The Board of Directors of Valero Energy Corporation (NYSE:VLO) has approved an increase in the company’s regular quarterly cash dividend on common stock from $0.06 per share to $0.08 per share, effective with the quarterly dividend the Board has declared to be payable on June 14, 2006 to holders of record at the close of business on May 17, 2006. The increase in the dividend brings the annualized dividend rate on the company's common stock to $0.32 per common share.
“This dividend increase represents a 33 percent increase in our dividend and reflects our confidence in the longer-term earnings outlook for Valero,” said Bill Klesse, Valero’s Chief Executive Officer. “We continue to experience outstanding refining margins and sour crude discounts throughout our system. Given the positive industry fundamentals, we began 2006 with an outstanding first quarter and we expect that 2006 earnings will be a record. Going forward, we firmly believe that Valero is well positioned to continue to provide exceptional returns for our investors.”
The Board of Directors of Valero Energy Corporation has also declared a regular quarterly cash dividend on the company’s 2% Mandatory Convertible Preferred Stock of $0.125 per share. The dividend is payable June 30, 2006 to holders of record at the close of business June 29, 2006.
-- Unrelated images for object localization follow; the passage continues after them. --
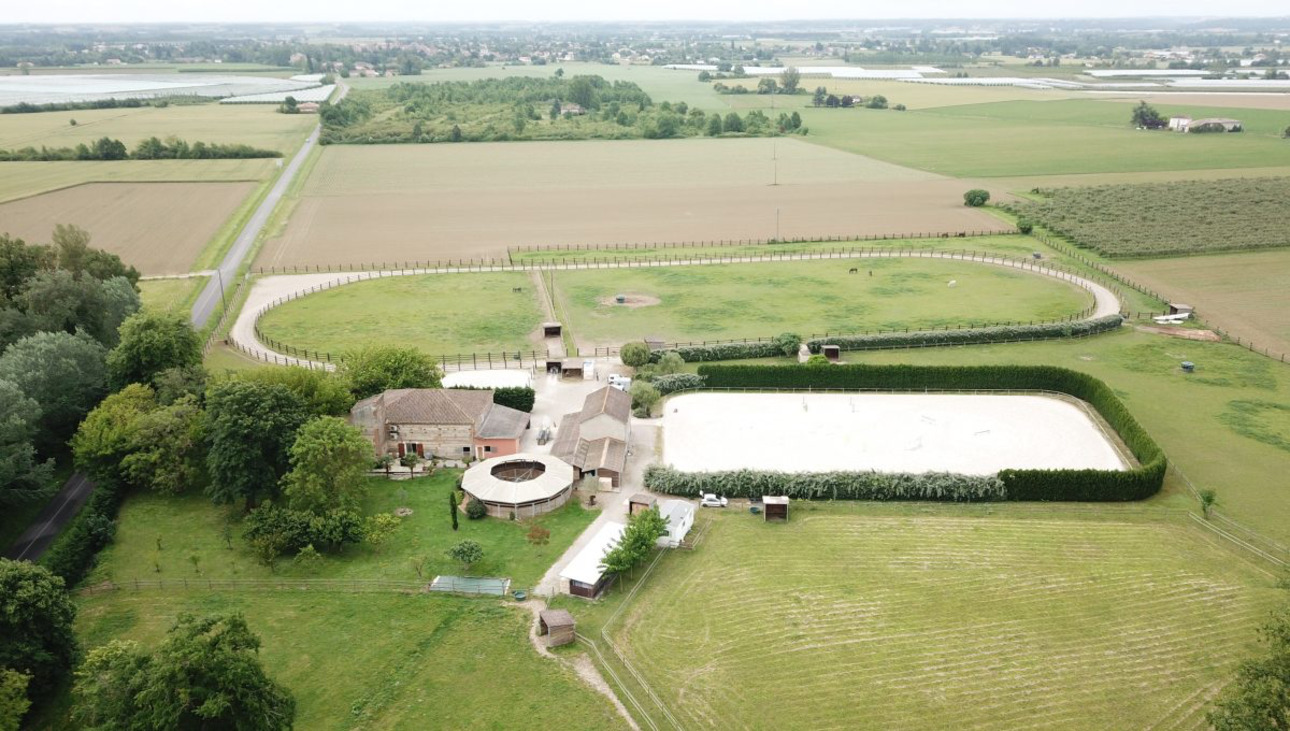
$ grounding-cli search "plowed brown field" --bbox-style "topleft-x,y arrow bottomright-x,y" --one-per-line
0,181 -> 256,275
255,139 -> 1004,268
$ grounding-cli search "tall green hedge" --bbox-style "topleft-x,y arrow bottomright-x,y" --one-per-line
806,314 -> 1122,353
681,363 -> 1165,502
645,465 -> 1005,501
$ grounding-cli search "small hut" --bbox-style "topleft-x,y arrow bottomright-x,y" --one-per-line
1168,303 -> 1194,316
560,358 -> 585,379
538,609 -> 576,648
628,493 -> 657,516
542,322 -> 563,337
822,345 -> 841,363
763,496 -> 790,522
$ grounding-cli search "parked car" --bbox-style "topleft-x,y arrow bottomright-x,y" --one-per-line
699,494 -> 728,508
608,375 -> 632,392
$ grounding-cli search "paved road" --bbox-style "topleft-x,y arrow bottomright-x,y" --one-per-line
3,473 -> 95,562
189,124 -> 320,328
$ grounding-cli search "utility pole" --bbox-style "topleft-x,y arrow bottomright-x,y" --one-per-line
216,269 -> 227,314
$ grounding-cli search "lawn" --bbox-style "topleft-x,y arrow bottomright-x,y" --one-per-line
88,471 -> 597,590
798,99 -> 1290,177
137,277 -> 206,312
612,505 -> 1280,730
59,592 -> 626,730
552,257 -> 1093,348
255,272 -> 546,360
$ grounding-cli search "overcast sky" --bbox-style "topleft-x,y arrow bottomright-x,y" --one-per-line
8,1 -> 1290,25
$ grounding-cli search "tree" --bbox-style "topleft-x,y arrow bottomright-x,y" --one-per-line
789,111 -> 802,130
963,189 -> 991,207
9,270 -> 135,349
600,506 -> 668,579
236,367 -> 353,417
0,379 -> 52,506
71,613 -> 295,731
1284,125 -> 1290,139
567,76 -> 596,109
774,332 -> 803,357
71,384 -> 157,485
813,86 -> 827,107
697,70 -> 712,82
281,96 -> 299,114
723,112 -> 745,133
866,95 -> 888,109
0,331 -> 107,450
780,66 -> 801,94
705,114 -> 723,136
0,559 -> 78,701
205,380 -> 308,509
1131,100 -> 1165,128
655,351 -> 685,376
0,669 -> 30,731
549,99 -> 561,120
629,381 -> 661,416
106,309 -> 201,391
339,345 -> 442,399
1199,489 -> 1218,519
282,416 -> 372,515
757,77 -> 778,94
450,490 -> 459,531
620,341 -> 651,368
364,513 -> 402,552
447,539 -> 483,569
1208,603 -> 1290,730
51,225 -> 138,285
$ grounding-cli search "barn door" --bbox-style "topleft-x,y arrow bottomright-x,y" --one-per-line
397,443 -> 405,457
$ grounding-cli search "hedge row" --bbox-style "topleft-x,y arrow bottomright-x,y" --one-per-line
649,341 -> 784,363
687,363 -> 1166,502
805,314 -> 1123,353
40,479 -> 124,586
644,465 -> 1005,501
651,373 -> 706,395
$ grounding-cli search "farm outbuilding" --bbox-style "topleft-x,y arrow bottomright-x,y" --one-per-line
560,521 -> 627,598
542,321 -> 563,337
656,500 -> 696,548
1169,303 -> 1195,316
763,496 -> 790,522
629,493 -> 657,516
560,358 -> 585,379
460,453 -> 575,519
822,345 -> 842,362
538,609 -> 576,647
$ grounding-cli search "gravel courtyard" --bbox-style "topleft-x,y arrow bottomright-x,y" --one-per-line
661,392 -> 1126,475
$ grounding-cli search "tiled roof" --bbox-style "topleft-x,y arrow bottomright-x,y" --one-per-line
579,386 -> 631,424
477,403 -> 530,439
382,389 -> 493,427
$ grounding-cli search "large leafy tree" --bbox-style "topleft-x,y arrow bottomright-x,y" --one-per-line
0,379 -> 52,505
339,345 -> 442,400
106,309 -> 201,391
1209,602 -> 1290,730
237,366 -> 354,416
282,416 -> 372,515
205,380 -> 307,509
121,395 -> 205,496
0,560 -> 78,700
71,614 -> 295,731
0,331 -> 107,450
600,506 -> 668,579
71,384 -> 156,485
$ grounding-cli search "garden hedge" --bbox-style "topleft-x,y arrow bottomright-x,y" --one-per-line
651,373 -> 706,395
648,315 -> 1122,363
449,385 -> 536,413
644,466 -> 1005,502
653,363 -> 1166,502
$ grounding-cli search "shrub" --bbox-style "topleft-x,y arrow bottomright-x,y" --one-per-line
465,497 -> 487,520
963,189 -> 991,207
645,465 -> 1005,501
241,506 -> 364,554
41,481 -> 125,586
773,332 -> 803,357
806,315 -> 1122,353
620,342 -> 651,368
652,373 -> 705,395
654,352 -> 686,376
447,540 -> 483,568
1017,220 -> 1034,235
490,386 -> 535,412
629,382 -> 662,415
692,362 -> 1166,502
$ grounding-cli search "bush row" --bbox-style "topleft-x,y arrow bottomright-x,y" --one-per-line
805,314 -> 1122,352
689,363 -> 1166,502
645,465 -> 1005,501
40,480 -> 125,585
649,341 -> 785,363
650,373 -> 706,395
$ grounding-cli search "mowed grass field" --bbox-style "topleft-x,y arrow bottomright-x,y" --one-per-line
256,272 -> 546,359
256,138 -> 1002,268
1118,249 -> 1290,357
137,276 -> 206,312
64,592 -> 625,731
798,99 -> 1290,177
0,181 -> 257,275
553,257 -> 1093,348
617,507 -> 1280,730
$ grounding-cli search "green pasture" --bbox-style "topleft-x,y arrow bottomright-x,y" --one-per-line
88,471 -> 595,589
61,592 -> 624,730
611,505 -> 1279,730
797,99 -> 1290,177
552,257 -> 1093,348
137,277 -> 206,312
256,272 -> 545,359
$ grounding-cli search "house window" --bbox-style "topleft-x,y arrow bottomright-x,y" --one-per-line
484,445 -> 493,453
404,442 -> 422,457
462,446 -> 471,453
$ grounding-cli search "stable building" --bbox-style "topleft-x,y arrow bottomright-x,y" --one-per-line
350,388 -> 529,460
656,500 -> 696,548
559,521 -> 627,598
551,386 -> 632,487
460,453 -> 575,519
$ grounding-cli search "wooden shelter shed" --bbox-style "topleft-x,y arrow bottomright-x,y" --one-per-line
1168,303 -> 1194,316
628,493 -> 657,516
542,322 -> 563,337
538,609 -> 576,648
560,358 -> 585,379
822,345 -> 841,362
763,495 -> 790,522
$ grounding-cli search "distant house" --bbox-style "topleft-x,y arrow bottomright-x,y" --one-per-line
1167,116 -> 1191,131
349,388 -> 529,460
296,102 -> 320,114
560,102 -> 586,116
1171,116 -> 1243,133
551,386 -> 631,487
656,500 -> 695,548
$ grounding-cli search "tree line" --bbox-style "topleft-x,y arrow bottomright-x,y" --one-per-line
0,135 -> 282,162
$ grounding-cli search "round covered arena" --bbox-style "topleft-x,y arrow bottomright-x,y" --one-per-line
461,453 -> 576,519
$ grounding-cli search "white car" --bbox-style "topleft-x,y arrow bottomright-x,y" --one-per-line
699,494 -> 728,508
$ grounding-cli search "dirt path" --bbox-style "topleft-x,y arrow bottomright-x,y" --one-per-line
515,599 -> 640,731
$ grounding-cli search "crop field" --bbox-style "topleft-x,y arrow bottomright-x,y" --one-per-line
256,139 -> 1001,268
552,257 -> 1092,348
0,101 -> 315,153
798,99 -> 1290,177
0,181 -> 257,275
68,592 -> 624,731
1009,177 -> 1290,257
256,272 -> 546,359
616,507 -> 1279,730
1118,249 -> 1290,357
0,158 -> 274,203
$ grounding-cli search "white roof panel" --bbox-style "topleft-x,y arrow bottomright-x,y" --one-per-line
560,521 -> 626,586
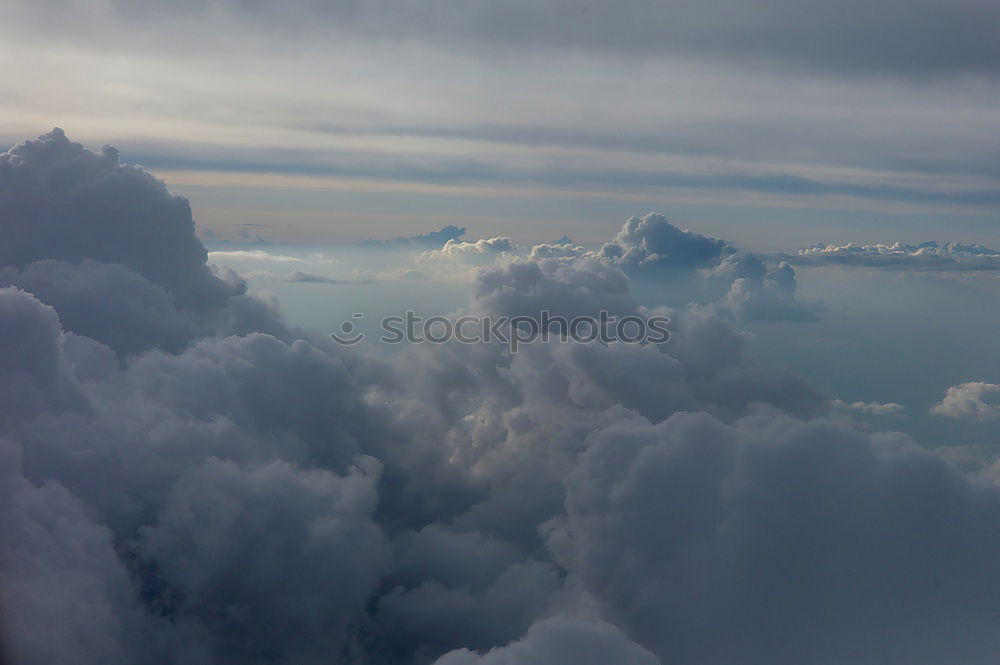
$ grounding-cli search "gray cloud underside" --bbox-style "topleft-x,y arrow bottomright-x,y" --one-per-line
122,145 -> 1000,209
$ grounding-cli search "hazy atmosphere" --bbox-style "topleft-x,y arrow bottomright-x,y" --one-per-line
2,1 -> 1000,664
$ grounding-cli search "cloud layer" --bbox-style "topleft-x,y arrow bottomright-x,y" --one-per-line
3,132 -> 1000,665
788,241 -> 1000,271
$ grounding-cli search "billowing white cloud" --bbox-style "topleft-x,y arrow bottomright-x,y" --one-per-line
931,382 -> 1000,422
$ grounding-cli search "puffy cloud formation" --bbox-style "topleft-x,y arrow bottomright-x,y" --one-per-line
594,213 -> 818,321
0,130 -> 289,355
436,238 -> 516,264
527,241 -> 586,261
0,129 -> 239,311
931,382 -> 1000,422
788,241 -> 1000,271
405,237 -> 519,282
0,260 -> 204,354
402,213 -> 817,320
597,213 -> 729,273
544,411 -> 1000,665
5,131 -> 1000,665
471,258 -> 637,319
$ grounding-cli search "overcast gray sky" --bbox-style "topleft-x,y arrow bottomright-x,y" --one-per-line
2,0 -> 998,245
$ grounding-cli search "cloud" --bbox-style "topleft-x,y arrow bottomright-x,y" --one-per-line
11,0 -> 1000,77
0,131 -> 290,355
832,399 -> 905,416
787,241 -> 1000,271
399,237 -> 519,282
0,129 -> 240,312
0,260 -> 205,355
930,382 -> 1000,422
5,130 -> 1000,665
527,242 -> 586,261
362,225 -> 468,249
433,616 -> 661,665
544,411 -> 1000,665
440,237 -> 515,258
405,213 -> 817,322
140,457 -> 388,664
591,214 -> 819,321
712,256 -> 821,322
597,213 -> 729,274
0,439 -> 150,665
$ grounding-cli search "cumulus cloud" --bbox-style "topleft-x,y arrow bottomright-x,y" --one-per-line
787,241 -> 1000,271
931,382 -> 1000,422
400,237 -> 519,282
0,130 -> 294,355
362,213 -> 817,321
0,129 -> 240,312
590,213 -> 818,321
544,411 -> 1000,665
527,242 -> 587,261
5,130 -> 1000,665
597,213 -> 729,274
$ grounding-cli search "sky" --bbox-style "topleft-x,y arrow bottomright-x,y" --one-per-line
2,0 -> 1000,248
3,3 -> 1000,665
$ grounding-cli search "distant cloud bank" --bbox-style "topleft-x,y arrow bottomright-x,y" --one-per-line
786,241 -> 1000,271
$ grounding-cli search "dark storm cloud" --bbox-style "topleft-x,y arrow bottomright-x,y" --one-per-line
15,0 -> 1000,77
6,131 -> 1000,665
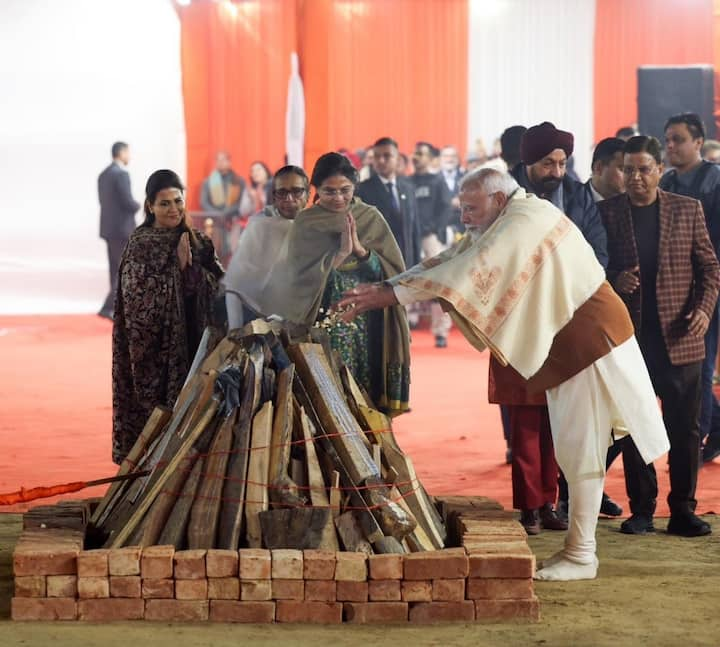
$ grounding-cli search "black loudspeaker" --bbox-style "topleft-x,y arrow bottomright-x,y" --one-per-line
637,65 -> 715,140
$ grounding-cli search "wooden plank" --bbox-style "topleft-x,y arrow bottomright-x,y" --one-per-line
244,400 -> 274,548
390,486 -> 433,552
186,409 -> 236,549
217,343 -> 263,549
300,409 -> 339,550
329,471 -> 341,519
268,365 -> 302,506
90,406 -> 171,526
334,512 -> 373,554
157,454 -> 204,548
259,508 -> 330,550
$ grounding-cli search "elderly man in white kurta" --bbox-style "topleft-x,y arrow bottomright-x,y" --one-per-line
337,168 -> 669,581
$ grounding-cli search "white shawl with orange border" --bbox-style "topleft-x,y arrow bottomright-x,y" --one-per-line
389,188 -> 605,380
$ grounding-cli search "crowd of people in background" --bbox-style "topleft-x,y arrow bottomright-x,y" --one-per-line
99,112 -> 720,544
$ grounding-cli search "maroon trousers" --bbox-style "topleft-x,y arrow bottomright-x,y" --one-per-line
508,404 -> 558,510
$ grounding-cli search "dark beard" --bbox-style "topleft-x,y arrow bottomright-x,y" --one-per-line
537,177 -> 561,194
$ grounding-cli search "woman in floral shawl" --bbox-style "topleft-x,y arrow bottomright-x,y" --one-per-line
111,169 -> 224,464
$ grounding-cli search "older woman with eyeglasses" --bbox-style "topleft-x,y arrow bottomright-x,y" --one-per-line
266,152 -> 411,415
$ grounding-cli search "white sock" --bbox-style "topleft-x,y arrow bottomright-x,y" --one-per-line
535,554 -> 599,581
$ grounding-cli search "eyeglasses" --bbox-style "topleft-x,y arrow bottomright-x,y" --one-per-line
273,187 -> 306,200
622,165 -> 657,177
317,186 -> 354,198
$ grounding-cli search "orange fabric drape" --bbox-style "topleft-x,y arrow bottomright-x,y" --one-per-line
299,0 -> 468,169
594,0 -> 715,141
179,0 -> 468,204
179,0 -> 297,209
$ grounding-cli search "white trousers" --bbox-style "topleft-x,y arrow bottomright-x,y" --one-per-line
421,234 -> 451,337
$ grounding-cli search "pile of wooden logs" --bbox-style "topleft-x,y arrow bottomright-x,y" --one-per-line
90,321 -> 446,555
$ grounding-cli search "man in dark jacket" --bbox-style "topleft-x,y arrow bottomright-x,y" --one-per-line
511,122 -> 608,267
660,112 -> 720,464
356,137 -> 421,268
98,141 -> 140,320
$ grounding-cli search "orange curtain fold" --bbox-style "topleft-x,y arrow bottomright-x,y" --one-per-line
179,0 -> 468,206
594,0 -> 715,141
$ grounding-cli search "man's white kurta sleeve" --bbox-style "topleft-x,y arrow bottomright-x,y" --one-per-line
392,284 -> 435,306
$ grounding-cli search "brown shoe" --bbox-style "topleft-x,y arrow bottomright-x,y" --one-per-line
520,509 -> 541,535
540,503 -> 568,531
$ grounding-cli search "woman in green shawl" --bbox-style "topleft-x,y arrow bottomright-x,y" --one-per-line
274,152 -> 411,415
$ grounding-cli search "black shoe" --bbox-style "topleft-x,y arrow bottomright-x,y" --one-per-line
505,448 -> 512,465
702,437 -> 720,464
667,513 -> 712,537
434,335 -> 447,348
520,509 -> 540,535
620,514 -> 655,535
556,499 -> 569,523
600,493 -> 623,517
98,309 -> 114,321
539,503 -> 568,531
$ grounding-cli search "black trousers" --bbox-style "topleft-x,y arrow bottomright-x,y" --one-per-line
100,238 -> 127,315
622,338 -> 702,517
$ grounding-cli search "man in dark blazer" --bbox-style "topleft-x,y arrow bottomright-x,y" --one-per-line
98,141 -> 140,319
600,135 -> 720,537
356,137 -> 420,268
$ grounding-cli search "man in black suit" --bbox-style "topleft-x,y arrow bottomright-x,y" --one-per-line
439,146 -> 464,240
356,137 -> 420,268
98,142 -> 140,320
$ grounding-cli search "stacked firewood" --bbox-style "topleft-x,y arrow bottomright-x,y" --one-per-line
90,321 -> 446,554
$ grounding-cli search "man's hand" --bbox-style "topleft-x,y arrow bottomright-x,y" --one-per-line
334,283 -> 398,321
615,266 -> 640,294
687,309 -> 710,337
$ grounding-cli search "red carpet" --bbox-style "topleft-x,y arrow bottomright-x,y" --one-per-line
1,315 -> 719,517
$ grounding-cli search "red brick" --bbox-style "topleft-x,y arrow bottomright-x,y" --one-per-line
206,549 -> 239,578
110,575 -> 142,598
271,549 -> 303,579
241,579 -> 273,601
368,554 -> 403,580
108,547 -> 141,576
404,548 -> 469,580
78,598 -> 144,621
475,596 -> 540,622
14,546 -> 79,576
78,577 -> 110,599
175,578 -> 208,600
305,580 -> 337,602
466,578 -> 533,600
210,600 -> 276,623
368,580 -> 401,602
468,553 -> 536,579
76,550 -> 110,577
334,552 -> 367,581
461,519 -> 527,538
11,597 -> 77,621
303,550 -> 336,580
402,580 -> 432,602
344,602 -> 409,624
464,541 -> 532,555
142,578 -> 174,599
276,600 -> 343,624
140,545 -> 174,579
239,549 -> 271,579
208,577 -> 240,600
145,599 -> 209,622
271,579 -> 304,600
409,601 -> 476,623
336,580 -> 368,602
14,575 -> 46,598
432,579 -> 465,602
46,575 -> 77,598
174,549 -> 207,579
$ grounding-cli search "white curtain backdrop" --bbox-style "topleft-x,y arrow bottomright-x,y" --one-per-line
0,0 -> 186,314
467,0 -> 596,180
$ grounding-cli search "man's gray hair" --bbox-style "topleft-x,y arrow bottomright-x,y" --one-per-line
459,167 -> 519,196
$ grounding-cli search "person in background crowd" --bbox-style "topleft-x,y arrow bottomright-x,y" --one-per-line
200,150 -> 245,216
586,137 -> 626,202
111,170 -> 223,464
616,126 -> 639,141
702,139 -> 720,163
397,152 -> 411,176
500,126 -> 527,171
411,141 -> 453,348
336,167 -> 670,580
98,141 -> 140,321
359,147 -> 375,181
661,113 -> 720,464
439,146 -> 464,239
223,165 -> 309,329
357,137 -> 421,268
243,161 -> 273,216
466,152 -> 483,172
601,135 -> 719,536
266,152 -> 411,414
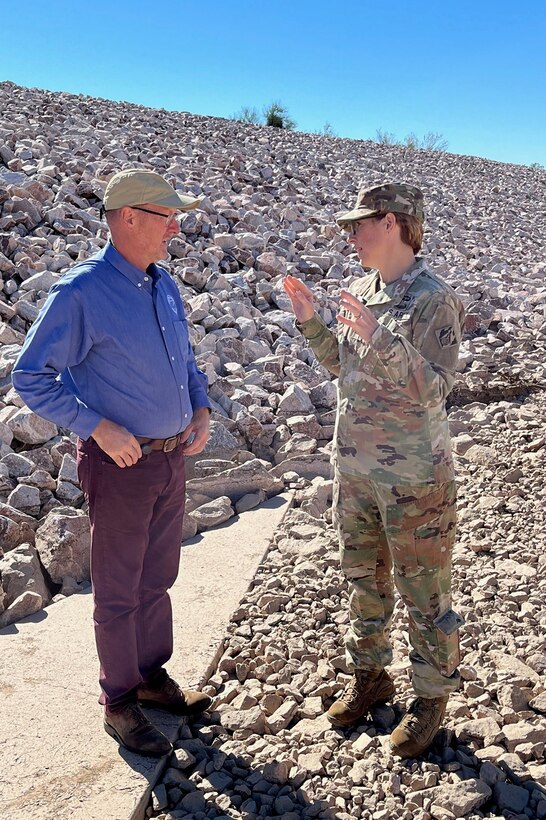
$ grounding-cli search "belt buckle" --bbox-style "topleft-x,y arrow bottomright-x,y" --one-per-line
163,435 -> 179,453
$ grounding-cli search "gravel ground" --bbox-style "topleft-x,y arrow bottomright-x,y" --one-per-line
148,392 -> 546,819
1,81 -> 545,819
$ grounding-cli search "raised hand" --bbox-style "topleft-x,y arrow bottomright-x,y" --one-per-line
283,275 -> 315,323
338,290 -> 379,343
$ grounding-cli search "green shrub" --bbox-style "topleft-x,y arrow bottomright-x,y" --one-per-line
230,101 -> 297,130
263,101 -> 296,130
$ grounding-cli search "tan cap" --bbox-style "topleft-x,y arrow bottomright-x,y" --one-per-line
103,169 -> 200,212
336,182 -> 424,227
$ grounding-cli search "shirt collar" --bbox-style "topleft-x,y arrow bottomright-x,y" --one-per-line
103,242 -> 163,292
365,257 -> 427,306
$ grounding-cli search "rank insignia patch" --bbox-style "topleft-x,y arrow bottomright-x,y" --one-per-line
436,326 -> 457,348
398,293 -> 416,309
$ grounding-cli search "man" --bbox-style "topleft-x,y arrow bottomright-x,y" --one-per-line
13,169 -> 213,757
283,183 -> 465,758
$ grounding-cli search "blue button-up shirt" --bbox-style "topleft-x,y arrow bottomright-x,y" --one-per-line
12,243 -> 210,440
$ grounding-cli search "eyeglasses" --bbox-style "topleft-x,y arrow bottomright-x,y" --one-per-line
130,206 -> 180,226
348,214 -> 384,235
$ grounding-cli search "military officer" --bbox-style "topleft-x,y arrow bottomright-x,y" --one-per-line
283,182 -> 465,757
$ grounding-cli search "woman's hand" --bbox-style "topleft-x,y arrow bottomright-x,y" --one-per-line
338,290 -> 379,343
283,275 -> 315,323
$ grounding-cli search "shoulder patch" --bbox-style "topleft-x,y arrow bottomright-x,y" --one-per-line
435,326 -> 457,348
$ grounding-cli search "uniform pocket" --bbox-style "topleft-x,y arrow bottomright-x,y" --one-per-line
387,481 -> 460,675
387,482 -> 456,576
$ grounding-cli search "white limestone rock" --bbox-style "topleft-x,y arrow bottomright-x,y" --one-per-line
189,496 -> 234,531
186,459 -> 284,503
35,508 -> 90,584
0,542 -> 50,607
7,483 -> 41,517
0,590 -> 43,627
7,407 -> 58,445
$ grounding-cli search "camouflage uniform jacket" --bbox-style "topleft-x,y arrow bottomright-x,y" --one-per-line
300,258 -> 465,485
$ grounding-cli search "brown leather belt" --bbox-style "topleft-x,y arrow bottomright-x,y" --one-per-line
135,433 -> 185,454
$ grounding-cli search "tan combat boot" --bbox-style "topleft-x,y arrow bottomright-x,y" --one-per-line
327,669 -> 395,727
390,695 -> 448,758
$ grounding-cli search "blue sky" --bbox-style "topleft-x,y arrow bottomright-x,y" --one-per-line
2,0 -> 545,167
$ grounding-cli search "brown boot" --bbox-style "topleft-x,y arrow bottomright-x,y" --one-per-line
104,703 -> 173,756
327,669 -> 395,728
137,674 -> 212,717
390,696 -> 448,758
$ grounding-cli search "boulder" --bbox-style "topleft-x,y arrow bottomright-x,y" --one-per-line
0,542 -> 51,606
0,590 -> 43,627
35,508 -> 91,584
186,459 -> 284,504
7,407 -> 58,445
189,496 -> 234,531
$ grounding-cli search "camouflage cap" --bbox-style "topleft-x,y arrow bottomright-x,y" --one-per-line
336,182 -> 425,227
103,169 -> 200,212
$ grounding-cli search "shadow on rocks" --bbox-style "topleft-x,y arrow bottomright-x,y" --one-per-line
145,708 -> 375,820
143,700 -> 546,819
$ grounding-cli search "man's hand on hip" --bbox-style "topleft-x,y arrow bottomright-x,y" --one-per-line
180,407 -> 210,456
92,418 -> 142,468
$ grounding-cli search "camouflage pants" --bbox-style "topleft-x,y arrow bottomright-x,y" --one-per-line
333,473 -> 461,698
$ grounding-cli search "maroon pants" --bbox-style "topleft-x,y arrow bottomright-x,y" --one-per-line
76,438 -> 186,707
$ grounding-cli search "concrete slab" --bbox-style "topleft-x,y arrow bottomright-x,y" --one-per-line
0,493 -> 291,820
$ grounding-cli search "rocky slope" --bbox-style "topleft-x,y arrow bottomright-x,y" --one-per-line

Valero Energy Corporation is a Fortune 500 company based in San Antonio, with approximately 22,000 employees and annual revenue of more than $80 billion. The company owns and operates 18 refineries throughout the United States, Canada and the Caribbean with a combined throughput capacity of approximately 3.3 million barrels per day, making it the largest refiner in North America. Valero is also one of the nation's largest retail operators with approximately 5,000 retail and branded wholesale outlets in the United States, Canada and the Caribbean under various brand names including Valero, Diamond Shamrock, Shamrock, Ultramar, and Beacon. Please visit www.valero.com for more information.
Statements contained in this press release that state the company’s or management’s expectations or predictions of the future are forward-looking statements intended to be covered by the safe harbor provisions of the Securities Act of 1933 and the Securities Exchange Act of 1934. The words “believe,” “expect,” “should,” “estimates,” and other similar expressions identify forward-looking statements. It is important to note that the company’s actual results could differ materially from those projected in its forward-looking statements. For more information concerning factors that could cause actual results to differ from those expressed or forecast, see the company’s annual report on Form 10-K and quarterly reports on Form 10-Q, filed with the Securities and Exchange Commission and available on the company’s website at http://www.valero.com. These factors include potential changes in gasoline, crude oil, distillate and other commodity prices, varying market conditions, actions of government, hostilities in oil producing regions, adverse rulings in litigation and potential delays or other changes in work and repair schedules. The company undertakes no obligation to update or publicly release the result of any revisions to any forward-looking statements that may be made to reflect events or circumstances that occur or which the company becomes aware of after the date of this release, or to reflect the occurrence of unanticipated events.